Each partner or family member may need their own intake questionnaire. Confidentiality is more complex — information one partner shares may or may not be shared with the other partner, depending on the therapist's disclosure policy. The informed consent must spell out how individual disclosures are handled within the therapeutic relationship.

Substance Use and Dual Diagnosis

Substance use treatment adds 42 CFR Part 2 requirements on top of HIPAA. Federal law provides even stricter protections for substance use disorder records than for general mental health records. If your practice treats substance use disorders, your intake and consent forms must comply with both HIPAA and Part 2 — and the consent requirements are not identical.

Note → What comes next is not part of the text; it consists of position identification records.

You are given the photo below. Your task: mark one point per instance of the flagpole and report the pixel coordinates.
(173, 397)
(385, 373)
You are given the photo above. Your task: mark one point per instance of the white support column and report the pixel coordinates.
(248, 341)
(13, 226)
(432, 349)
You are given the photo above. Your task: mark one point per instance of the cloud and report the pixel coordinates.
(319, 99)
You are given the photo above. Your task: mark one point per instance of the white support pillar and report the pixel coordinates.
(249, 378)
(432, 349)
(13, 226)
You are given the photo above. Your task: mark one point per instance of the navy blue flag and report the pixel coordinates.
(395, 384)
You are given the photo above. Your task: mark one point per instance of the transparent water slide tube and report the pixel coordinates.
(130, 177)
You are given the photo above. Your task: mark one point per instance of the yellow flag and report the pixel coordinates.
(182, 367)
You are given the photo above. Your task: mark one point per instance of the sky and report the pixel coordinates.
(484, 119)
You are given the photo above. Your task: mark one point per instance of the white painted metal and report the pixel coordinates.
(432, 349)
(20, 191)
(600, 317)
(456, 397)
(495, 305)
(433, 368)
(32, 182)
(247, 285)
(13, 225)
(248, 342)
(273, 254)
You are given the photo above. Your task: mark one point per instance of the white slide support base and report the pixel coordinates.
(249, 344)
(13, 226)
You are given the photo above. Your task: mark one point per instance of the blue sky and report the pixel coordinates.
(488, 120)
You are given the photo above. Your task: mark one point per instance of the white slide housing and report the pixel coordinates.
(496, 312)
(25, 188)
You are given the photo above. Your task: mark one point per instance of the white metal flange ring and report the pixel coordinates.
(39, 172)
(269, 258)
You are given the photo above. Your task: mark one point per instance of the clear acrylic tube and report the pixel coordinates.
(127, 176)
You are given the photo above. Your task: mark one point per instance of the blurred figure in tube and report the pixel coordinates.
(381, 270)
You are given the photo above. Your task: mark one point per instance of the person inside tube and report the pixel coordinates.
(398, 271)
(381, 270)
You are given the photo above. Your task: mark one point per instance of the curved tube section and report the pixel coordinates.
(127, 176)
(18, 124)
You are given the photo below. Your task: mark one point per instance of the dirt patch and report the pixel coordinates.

Health Coaching and Wellness

Health coaching sits at the boundary between mental health and wellness. If a health coach is not a licensed mental health provider, their intake forms look different — they focus on wellness goals, lifestyle habits, and motivation rather than clinical diagnosis and treatment. But if a health coach screens for mental health conditions (even informally), they need to understand the referral process and the limits of their scope. The intake form should include a section on when and how to refer a client to a licensed therapist.

Practical Tips for Your Forms

Send the questionnaire before the first session. Mental health questionnaires are long and personal. Filling one out in a waiting room, surrounded by other people, with an appointment looming in ten minutes, does not produce thoughtful answers. Email it to the client 48 hours before the first session. Let them complete it at home, at their own pace.

Use separate sections with clear headers. A wall of questions with no visual breaks feels like an interrogation. Organize sections logically: demographics first, then presenting concerns, then history, then safety, then consent. White space and headers make the form feel manageable.

Make safety questions matter-of-fact. Do not bury safety screening at the end of the form like it is an afterthought. Do not set it apart with alarming formatting. Place it after the history section, introduce it with a brief note ("The following questions help us ensure your safety and provide appropriate care"), and ask directly. Clients respond better to clear, straightforward questions than to hedging or euphemism.

Review the completed form before the client sits down. If you read the intake for the first time while the client is in the room, they are watching you react to their disclosures in real time. Read it beforehand. Walk into the session prepared. That is what the form is for.